But the Professor, not hearing this threat, had already begun, and begun (for him) quite gayly. “The origin of Mentone, Miss Trescott, has been attributed to the pirates, and also to Hercules.”

“I have always been so interested in Hercules,” replied that young person.

“Mythical mythical,” said the Professor. “I merely mentioned it as one of the legends. To come down to facts always much more impressive to a rightly disposed mind the first mention of Mentone, per se, on the authentic page of history, occurs in the eighth century. In A.D. 975 it belonged to the Lascaris, Counts of Ventimiglia, a family of royal origin and Greek descent.”

“Are there any of them left?” inquired Janet.

“I really do not know,” replied the Professor, who was not interested in that branch of the subject. “In the fourteenth century the village passed into the possession of the Grimaldi family, Princes of Monaco, and they held it, legally at least, until 1860, when it was attached to France.”

“He is really quite Cyclopean in his information,” murmured Mrs. Trescott.

But the Professor had now discovered Inness, who, with an expression of deepest interest on his face, was walking close at his heels, and writing as he walked in a note-book.

“What are you doing, sir?” said the Professor, in his college tone.

“Taking notes,” replied Inness, respectfully. “Miss Trescott may feel willing to trust her memory, but I wish to preserve your remarks for future reference,” and he went on with his writing.

The Professor looked at him sharply, but the youth’s face remained immovable, and he went on.

“These three little towns, then, Mentone, Roccabruna, and Monaco, have belonged to the Princes of Monaco since the early Middle Ages.”

“Those dear Middle Ages!” said Mrs. Clary.

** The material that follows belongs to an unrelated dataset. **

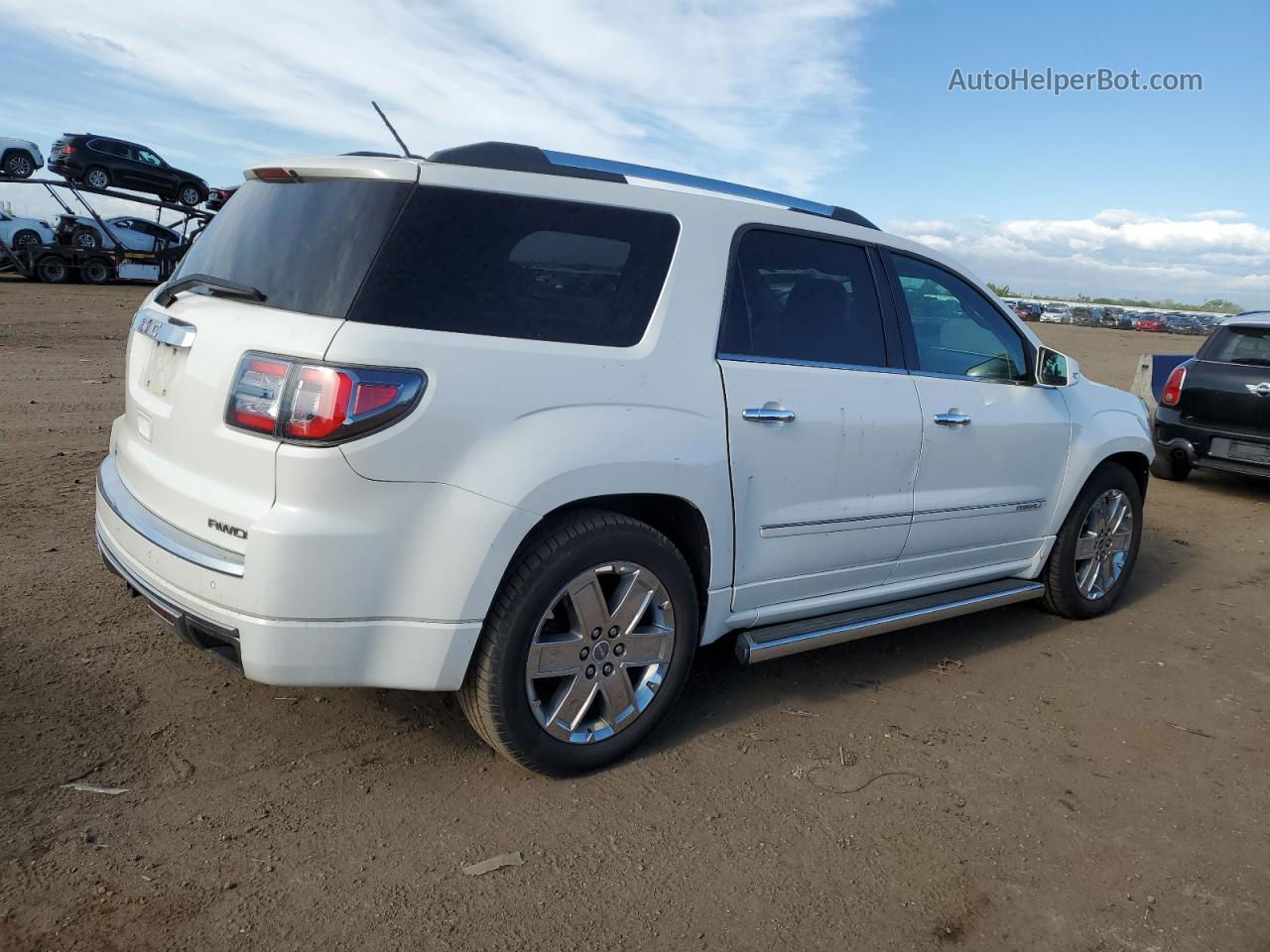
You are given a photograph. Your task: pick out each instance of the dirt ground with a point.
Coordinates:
(1057, 785)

The Professor gravely looked at her, and then repeated his phrase, as if linking together his remarks over her unimportant head. “As I observed the early Middle Ages. But in 1848 Mentone and Roccabruna, unable longer to endure the tyranny of their rulers, revolted and declared their independence. The Prince at that time lived in Paris, knew little of his subjects, and apparently cared less, save to get from them through agents as much income as possible for his Parisian luxuries.” (Impossible to describe the accent which our Puritan Professor gave to those two words.) “His little territory produced only olives, oranges, and lemons. By his order the oranges and lemons were taxed so heavily that the poor peasant owner made nothing from his toil; his olives, also, must be ground at the ‘Prince’s mill,’ where a higher price was demanded than elsewhere. Finally an even more odious monopoly was established: all subjects were compelled to purchase the ’Prince’s bread,’ which, made from cheap grain bought on the docks of Marseilles and Genoa, was often unfit to eat. So severe were the laws that any traveller entering the principality must throw away at the boundary line all bread he might have with him, and the captain of a vessel having on board a single slice upon arrival in port was heavily fined. This state of things lasted twenty-five years, during which period the Prince in Paris spent annually his eighty thousand dollars, gained from this poor little domain of eight or nine thousand souls.” The Professor in his heat stood still, and we all stood still with him. The Mentonnais, looking down from their high windows and up from their dark little doors, no doubt wondered what we were talking about; they little knew it was their own story.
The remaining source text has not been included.